You can't find those answers by reading the standard; that's like putting a word on a blank piece of paper and expecting it to fill in the rest of the story.

You can have Nick's alternative #1, and say that you can form pointer values by any means, and if they happen to point at something of the type you're dereferencing, then you're OK.

The key words here are "by any means", which I'll discuss below.

You can have Nick's alternative #3, and give dynamic history to pointers. That's what the optimizer folks would like; since a_p points to object with sizeof(int) bytes, you can never derive from it a pointer pointing outside that region.

You don't have to do "dynamic history", and I don't think there's much support in the C++ standard for such a concept. All you need do is prevent someone from taking a step which would derive such a pointer.

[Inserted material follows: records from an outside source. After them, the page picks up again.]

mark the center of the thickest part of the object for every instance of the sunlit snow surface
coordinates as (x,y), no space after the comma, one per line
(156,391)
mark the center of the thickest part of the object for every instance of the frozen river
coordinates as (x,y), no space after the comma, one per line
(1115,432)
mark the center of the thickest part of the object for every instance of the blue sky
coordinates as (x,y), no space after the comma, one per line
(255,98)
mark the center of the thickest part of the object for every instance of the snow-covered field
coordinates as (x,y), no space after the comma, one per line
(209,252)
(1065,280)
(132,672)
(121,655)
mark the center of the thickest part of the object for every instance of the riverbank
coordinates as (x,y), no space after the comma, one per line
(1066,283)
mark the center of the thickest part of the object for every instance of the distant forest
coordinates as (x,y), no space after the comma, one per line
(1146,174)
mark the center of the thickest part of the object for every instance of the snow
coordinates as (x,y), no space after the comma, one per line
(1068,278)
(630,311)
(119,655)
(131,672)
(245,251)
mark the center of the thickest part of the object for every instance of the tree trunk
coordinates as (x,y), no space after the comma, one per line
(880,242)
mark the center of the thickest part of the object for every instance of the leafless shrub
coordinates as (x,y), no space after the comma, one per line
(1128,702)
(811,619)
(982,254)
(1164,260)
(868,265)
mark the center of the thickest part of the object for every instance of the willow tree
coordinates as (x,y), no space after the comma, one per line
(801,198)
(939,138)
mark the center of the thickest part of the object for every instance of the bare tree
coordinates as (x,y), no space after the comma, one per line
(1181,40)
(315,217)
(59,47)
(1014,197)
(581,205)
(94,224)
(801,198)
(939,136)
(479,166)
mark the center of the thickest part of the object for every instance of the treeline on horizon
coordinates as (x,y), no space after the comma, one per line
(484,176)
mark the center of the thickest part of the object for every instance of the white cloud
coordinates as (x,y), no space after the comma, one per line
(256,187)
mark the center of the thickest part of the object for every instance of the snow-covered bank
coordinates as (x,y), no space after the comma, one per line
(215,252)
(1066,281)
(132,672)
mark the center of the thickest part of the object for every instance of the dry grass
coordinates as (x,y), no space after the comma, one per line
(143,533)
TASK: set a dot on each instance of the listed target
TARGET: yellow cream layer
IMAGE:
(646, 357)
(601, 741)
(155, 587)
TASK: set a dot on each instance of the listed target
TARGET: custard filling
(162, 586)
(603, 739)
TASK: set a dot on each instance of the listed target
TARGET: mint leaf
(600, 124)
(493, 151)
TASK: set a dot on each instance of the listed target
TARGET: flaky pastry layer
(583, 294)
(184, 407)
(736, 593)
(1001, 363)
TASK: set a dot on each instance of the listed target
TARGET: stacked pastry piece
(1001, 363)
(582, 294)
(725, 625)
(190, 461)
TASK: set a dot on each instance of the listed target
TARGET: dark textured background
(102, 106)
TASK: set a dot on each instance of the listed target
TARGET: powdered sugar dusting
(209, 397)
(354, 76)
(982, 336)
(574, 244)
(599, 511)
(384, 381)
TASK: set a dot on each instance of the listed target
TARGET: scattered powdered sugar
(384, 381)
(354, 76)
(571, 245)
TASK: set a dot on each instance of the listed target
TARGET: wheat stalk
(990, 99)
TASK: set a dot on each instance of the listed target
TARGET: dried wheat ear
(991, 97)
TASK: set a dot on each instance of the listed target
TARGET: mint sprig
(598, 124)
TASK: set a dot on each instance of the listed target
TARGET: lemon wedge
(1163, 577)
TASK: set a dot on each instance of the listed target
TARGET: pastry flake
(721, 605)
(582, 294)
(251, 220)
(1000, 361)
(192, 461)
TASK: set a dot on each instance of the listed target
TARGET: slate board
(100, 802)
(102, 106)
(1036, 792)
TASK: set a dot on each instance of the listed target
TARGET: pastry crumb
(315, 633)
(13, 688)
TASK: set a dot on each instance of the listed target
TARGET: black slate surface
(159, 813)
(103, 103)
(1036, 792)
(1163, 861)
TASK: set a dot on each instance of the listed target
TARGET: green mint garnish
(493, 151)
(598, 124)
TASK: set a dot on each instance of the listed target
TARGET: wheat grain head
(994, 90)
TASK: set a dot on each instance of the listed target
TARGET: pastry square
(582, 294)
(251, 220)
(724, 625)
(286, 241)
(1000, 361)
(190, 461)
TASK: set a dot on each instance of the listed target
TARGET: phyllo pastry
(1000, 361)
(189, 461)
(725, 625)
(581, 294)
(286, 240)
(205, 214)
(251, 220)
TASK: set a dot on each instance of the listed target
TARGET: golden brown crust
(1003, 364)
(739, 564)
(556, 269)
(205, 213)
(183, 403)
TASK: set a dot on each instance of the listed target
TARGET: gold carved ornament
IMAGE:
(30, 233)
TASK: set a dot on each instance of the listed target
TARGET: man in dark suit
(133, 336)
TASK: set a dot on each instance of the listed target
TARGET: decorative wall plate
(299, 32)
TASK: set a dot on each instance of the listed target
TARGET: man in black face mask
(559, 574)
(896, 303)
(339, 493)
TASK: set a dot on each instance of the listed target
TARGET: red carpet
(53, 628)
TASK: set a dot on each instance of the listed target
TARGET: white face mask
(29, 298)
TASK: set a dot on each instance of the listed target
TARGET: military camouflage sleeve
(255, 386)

But, certainly, nothing in the current standard suggests that what you can do with a pointer whose value compares equal to that of i.a depends on whether you got that pointer by writing "&i.a", or by pointer arithmetic, or by "(int *)0x<right address here>".

The C++ standard says this in almost as many words, [basic.compound] p3. (C is very different, and I don't think that statement is true in C.)

(However, if you've never taken the address of any part of "i", then there's no way for a conforming program to know what address i.a has, so we can just assume that they didn't get the right value if they try to just guess a number. And, therefore, we can avoid actually allocating memory. But, if you've taken the address of some part of "i", then the program can know the address of i.a.)


  struct S {
   virtual void f();
   int a;
   int b;

  void f(int *a_p) {
    if (*a_p != 3) abort();

  void g() {
    S s;
    s.a = 3;
    f((int*) ((char *)&s.b - ((char*) &s.b - (char*) &s.a))));

The only thing that can possibly make this code abort is that we're not allowed to manipulate the pointer to s.b like this. That's going to be rather surprising, given that we can do an algebraic simplication and just get:

f ((int *) (char*) &s.a);

which nobody is proposing should result in an abort.

The code is indeed invalid under Nick's model #3, but I sure don't see anything in the C++ standard to suggest that anybody expected this code to fail.

I think that [expr.add] paragraph 5 is pretty much a statement that sometimes, when you add and subtract things from pointers, it can fail: "If [blah blah], the evaluation shall not produce an overflow; otherwise, the behavior is undefined."

Of course, it's normal that some expressions which overflow don't overflow when simplified. For instance

char a;
a = 127;

can overflow, even though it simplifies to

a = 127;

which can't.

The trick is the 'blah blah'. It talks about elements of an array object. And that takes us back to the start, which is "what object, if any, does this pointer point to?" Is it an array object? How long is it?